Subject Re: [Firebird-devel] V4_THREADING
Author Jim Starkey
First, unless someone has a better idea, I'm going to move the threading
discussion to the architecture list.

Nickolay and I have been having a good discussion of the issues around
dragging Firebird into the fine granuality threading world. We have
agreed that the primary synchronization mechanism should be read/write
(I prefer shared/exclusive terminology) locks, not mutexes. We haven't
reached agreement on how those functions should be implemented or
exactly what their semantics should be.

Let's take the semantics question first. The only real question is what
happens when a thread holding an exclusive lock on an objects requests a
subsequent exclusive lock on the same object. Classical lock semantics
hold that either this is an error or a single-thread deadlock. Monitor
(as in Java) semantics treat this case as legal operation, bumps a use
count (decremented on release), and releases the lock when the use count
goes to zero.

The monitor behavior is very convenient in any recursive activity,
obviating any need for additional housekeeping to avoid an error or
deadlock. I can't say for certain it is necessarily whether it is
required for fine granularity threading in Firebird, but is used in
Netfrastructure for Java class loading, a highly recursive activity.

A second question is performance tradeoffs. The easy what to make a
rwlock class is to use a mutex to control access to the synchronization
object, making an uncontested lock more expensive than a mutex. The Sun
rwlock mechanism has this performance characteristic, though I can't say
this is their implementation. The alternative is a homebrew using
whatever interlock ingredients available on the platform (more on that
later). An rwlock mechanism optimized for database trades off speed of
uncontested locks for a higher overhead for contested locks. I know of
no generally available rwlock mechanism with both monitor semantics and
fast lock performance, though there may be some. Anyone? Anyone?
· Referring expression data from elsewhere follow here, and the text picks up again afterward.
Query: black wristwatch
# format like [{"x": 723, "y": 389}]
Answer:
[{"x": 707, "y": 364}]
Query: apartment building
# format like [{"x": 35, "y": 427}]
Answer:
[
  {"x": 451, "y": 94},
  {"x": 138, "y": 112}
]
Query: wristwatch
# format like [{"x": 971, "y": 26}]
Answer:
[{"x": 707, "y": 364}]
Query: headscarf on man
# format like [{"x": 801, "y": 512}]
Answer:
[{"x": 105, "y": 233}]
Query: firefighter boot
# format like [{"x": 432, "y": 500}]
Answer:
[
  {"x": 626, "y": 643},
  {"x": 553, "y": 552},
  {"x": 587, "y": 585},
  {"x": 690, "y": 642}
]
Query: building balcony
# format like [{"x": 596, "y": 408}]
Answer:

In the absense of a portable solution, rolling your own is alternative.
The plus side is that you get exactly the semantics you need. The
downside is a lack of portability. Synchronization classes I have built
relies on interlocked (i.e. atomic) increment/decrement instructions.
Microsoft exports the interlocked instructions as a compiler intrinsic.
On Linux, the instructions can be invoked, with some pain, with inline
assembler. Most (modern) non-Intel architectures implement a
compare-and-swap instruction, from which an atomic increment can be
trivially implemented. PowerPC implements a two instruction variation
on the compare-and-swap in which the swap fails is a bus lock is lost.
Earlier processor architectures, the 32 bit sparc, for example, support
only a test-and-set instructions, useful for a mutex but lousy for
anything more useful.

I've built Netfrastructure around a fast-lock monitor class implemented
with platform specific user mode interlocked increment/decrement
instructions. I only support Intel architecture, but it works like a
charm under very high local on fast dual-processor system, but extension
to sparc V9, power pc, and Itanic would be "straightforward". (Note:
folks buy the machine to run Netfrastructure, so I haven't the slightest
interest in a port to anything but the the AMD 64).